Self-directed investments carry additional risks compared with their traditional counterparts, with criminals frequently targeting self-directed IRAs for fraudulent investment sales. Watch for red flags such as new investment companies claiming unreasonably high returns or an absence of third-party oversight as warning signals.
Another key consideration in selecting an SDIRA is how much effort will go into managing it. If you don’t feel confident managing these tasks, more traditional retirement investments such as stocks and bonds may be better suited. Also be ready for additional hassle such as delays when purchasing and selling investments – something which may become particularly challenging if your job changes frequently.
They aren’t easy
Self-directed IRAs may provide greater investment flexibility than traditional brokerage accounts, but they’re not without their challenges. The IRS imposes stringent rules regarding what can and cannot be done with these accounts, and any violations could incur hefty tax bills as well as diminish future retirement savings benefits.
Self-directed IRAs may allow investors to invest in tangible alternative assets like real estate or precious metals, but the IRS prohibits their use for personal gain. If, for instance, you purchase a beach house within your SDIRA and then use it yourself, any rental income generated would be taxed at ordinary income rates.
Additionally, the values of investments purchased with self-directed IRAs can be hard to verify. According to the Securities and Exchange Commission, criminals often target those investing using these accounts in order to sell them fraudulent investments – signs including brand new investment companies with unrealistically high return claims as well as no third-party verification of prices and asset valuations in account statements as red flags for potential scammers.
They aren’t risk-free
Self-directed IRAs may offer greater investment freedom, but with it comes additional responsibilities. There are IRS regulations (such as prohibited transactions) which must be strictly observed to avoid severe tax penalties at tax time.

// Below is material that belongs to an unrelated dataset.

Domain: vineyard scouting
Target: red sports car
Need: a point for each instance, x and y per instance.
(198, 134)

Example: Your SDIRA shouldn’t be used for personal purposes such as vacation homes. Also, no services such as fixing toilets should be rendered by yourself without first consulting with an advisor first. These rules can easily be breached; that’s why it’s crucial that any major decisions be reviewed with a financial professional first.
Fraud risk exists in any self-directed IRA, with red flags such as brand new investments with no track record, unreasonably high returns claimed and no third-party oversight or audits being in place to spot potential scams.